The son of the Native American man who created the famous, and now infamous, former logo of the Washington Football Team is hoping to reclaim it and put it to good use, according to a recent piece in The Guardian.
Until last year when team owner Daniel Snyder finally relented and agreed to stop using his team’s former nickname, Washington displayed the “Most Beautiful Chief” logo the late Walter “Blackie” Wetzel designed and gave to ex-club owner Jack Kent Cooke 50 years ago on its helmets, banners and anywhere else it could be seen.

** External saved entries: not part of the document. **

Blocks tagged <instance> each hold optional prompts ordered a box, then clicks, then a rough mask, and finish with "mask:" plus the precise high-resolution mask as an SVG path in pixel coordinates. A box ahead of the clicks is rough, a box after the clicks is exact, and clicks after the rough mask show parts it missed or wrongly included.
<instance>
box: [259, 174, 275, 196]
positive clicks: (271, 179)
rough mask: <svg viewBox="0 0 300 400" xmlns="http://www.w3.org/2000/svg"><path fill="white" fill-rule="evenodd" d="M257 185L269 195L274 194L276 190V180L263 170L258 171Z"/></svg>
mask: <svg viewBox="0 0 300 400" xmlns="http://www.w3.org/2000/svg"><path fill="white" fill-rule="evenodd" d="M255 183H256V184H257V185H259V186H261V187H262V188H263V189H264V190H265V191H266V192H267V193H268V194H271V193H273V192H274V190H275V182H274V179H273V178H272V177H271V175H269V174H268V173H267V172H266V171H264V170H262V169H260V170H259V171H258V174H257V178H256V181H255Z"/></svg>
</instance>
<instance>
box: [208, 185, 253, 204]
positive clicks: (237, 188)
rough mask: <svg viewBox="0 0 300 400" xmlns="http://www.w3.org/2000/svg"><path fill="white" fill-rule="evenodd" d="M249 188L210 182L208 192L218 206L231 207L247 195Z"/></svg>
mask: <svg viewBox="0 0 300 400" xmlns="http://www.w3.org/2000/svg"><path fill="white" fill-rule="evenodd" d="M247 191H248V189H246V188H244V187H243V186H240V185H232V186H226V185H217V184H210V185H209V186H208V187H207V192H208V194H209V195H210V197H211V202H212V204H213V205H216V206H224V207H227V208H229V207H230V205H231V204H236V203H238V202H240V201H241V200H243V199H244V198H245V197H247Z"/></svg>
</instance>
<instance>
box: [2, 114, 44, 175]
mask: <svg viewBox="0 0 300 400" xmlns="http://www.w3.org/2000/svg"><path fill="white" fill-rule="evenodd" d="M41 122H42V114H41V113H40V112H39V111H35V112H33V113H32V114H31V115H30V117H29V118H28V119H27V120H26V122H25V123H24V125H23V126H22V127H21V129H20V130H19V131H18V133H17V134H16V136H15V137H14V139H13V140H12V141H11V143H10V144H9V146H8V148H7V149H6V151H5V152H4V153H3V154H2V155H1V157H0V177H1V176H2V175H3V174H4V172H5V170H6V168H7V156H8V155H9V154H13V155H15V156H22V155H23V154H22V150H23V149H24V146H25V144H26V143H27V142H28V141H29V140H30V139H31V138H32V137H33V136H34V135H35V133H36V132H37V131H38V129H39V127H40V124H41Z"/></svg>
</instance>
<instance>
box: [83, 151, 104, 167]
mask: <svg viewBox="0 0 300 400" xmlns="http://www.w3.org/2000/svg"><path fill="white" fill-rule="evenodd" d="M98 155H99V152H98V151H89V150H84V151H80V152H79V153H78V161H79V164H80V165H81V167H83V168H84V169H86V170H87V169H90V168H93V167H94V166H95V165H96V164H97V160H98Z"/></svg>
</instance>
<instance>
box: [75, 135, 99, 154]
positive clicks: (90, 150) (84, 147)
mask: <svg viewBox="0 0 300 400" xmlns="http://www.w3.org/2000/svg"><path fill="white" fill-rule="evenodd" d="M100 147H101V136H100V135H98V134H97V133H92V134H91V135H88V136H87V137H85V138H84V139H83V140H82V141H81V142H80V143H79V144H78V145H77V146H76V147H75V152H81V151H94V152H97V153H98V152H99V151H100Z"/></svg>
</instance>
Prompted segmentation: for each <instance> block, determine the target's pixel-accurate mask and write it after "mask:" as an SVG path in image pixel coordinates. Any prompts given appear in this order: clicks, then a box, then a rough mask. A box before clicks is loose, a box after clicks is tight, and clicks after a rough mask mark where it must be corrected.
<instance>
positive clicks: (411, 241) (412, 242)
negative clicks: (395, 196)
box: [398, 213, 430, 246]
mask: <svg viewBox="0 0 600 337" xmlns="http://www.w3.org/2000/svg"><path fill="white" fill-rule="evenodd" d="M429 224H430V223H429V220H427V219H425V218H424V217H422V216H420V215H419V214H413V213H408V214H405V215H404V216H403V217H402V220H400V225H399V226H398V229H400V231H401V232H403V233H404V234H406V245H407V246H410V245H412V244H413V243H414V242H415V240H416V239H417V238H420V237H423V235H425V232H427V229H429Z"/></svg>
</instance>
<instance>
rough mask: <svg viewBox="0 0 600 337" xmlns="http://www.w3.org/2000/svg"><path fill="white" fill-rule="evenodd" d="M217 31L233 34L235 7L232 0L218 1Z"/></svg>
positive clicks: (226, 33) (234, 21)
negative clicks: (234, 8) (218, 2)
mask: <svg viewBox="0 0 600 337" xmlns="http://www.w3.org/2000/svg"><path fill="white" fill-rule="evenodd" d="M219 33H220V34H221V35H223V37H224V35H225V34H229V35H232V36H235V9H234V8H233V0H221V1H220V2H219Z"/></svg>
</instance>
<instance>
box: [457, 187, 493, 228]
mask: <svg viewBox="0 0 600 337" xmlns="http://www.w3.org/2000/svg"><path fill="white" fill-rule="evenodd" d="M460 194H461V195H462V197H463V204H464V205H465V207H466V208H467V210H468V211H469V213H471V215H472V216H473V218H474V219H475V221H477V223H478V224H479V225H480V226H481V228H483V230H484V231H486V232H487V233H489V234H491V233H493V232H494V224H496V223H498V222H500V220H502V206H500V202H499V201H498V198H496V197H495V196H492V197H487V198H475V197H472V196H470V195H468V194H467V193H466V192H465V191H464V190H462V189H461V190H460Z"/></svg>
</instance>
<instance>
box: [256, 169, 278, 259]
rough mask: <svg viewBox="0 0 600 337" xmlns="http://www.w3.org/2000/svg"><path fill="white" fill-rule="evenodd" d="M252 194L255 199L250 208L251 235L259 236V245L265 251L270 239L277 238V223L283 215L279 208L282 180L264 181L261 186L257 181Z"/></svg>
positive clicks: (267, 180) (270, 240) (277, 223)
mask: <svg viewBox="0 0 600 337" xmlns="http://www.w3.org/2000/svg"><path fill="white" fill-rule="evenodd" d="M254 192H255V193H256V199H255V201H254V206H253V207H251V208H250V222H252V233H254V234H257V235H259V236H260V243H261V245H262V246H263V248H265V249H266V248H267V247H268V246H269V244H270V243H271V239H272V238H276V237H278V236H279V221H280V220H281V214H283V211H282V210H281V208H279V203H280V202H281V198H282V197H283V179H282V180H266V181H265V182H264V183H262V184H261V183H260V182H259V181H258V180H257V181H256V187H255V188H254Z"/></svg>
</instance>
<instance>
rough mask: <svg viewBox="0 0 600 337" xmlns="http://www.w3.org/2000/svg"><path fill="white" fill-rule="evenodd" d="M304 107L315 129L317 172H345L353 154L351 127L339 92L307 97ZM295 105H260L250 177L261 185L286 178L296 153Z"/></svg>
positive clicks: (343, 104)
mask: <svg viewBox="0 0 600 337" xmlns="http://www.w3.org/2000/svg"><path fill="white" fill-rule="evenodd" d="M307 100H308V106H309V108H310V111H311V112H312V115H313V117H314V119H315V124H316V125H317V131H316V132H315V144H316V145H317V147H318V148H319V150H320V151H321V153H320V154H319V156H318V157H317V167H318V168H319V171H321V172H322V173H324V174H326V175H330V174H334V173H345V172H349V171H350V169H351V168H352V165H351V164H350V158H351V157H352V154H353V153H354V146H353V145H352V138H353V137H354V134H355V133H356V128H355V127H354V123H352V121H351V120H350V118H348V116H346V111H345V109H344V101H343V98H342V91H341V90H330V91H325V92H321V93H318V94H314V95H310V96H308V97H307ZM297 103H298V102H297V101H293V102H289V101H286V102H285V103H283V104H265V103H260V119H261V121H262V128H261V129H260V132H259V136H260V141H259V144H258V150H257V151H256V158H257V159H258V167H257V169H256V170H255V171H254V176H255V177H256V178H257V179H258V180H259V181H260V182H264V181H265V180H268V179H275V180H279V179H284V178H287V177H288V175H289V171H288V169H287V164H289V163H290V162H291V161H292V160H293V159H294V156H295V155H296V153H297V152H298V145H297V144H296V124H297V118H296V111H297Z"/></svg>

Now that Washington has put the logo, a composite of portraits of a Blackfeet chief named White Calf which may or may not actually be under copyright, on ice, Wetzel’s 73-year-old son Don is trying to get the rights to it so that it can become the face of the Blackie Wetzel Warrior Society, an organization that raises awareness about social inequities on Native American reservations and missing and murdered Indigenous women.
“It’s still unclear if it’s fully trademarked by the organization even though it’s not in use,” Tom Lang, a neighbor of Don’s who worked for the Park Service and has extensively researched the matter, told The Independent Herald. “Do they still have legal ownership over it? That’s something that’s going to take a little bit of time to figure out. It’s an opportunity for not only the organization in Washington, but it would be a good story for the NFL itself.”
The younger Wetzel has met multiple times with the team about the issue and was even in Washington last month at a game at FedEx Field to discuss the repurposing of the logo, but no resolution has been reached on the matter.
“I think they’re good because this is an issue of social injustice,” he told The Guardian. “It’s more of a moral battle than a legal battle.”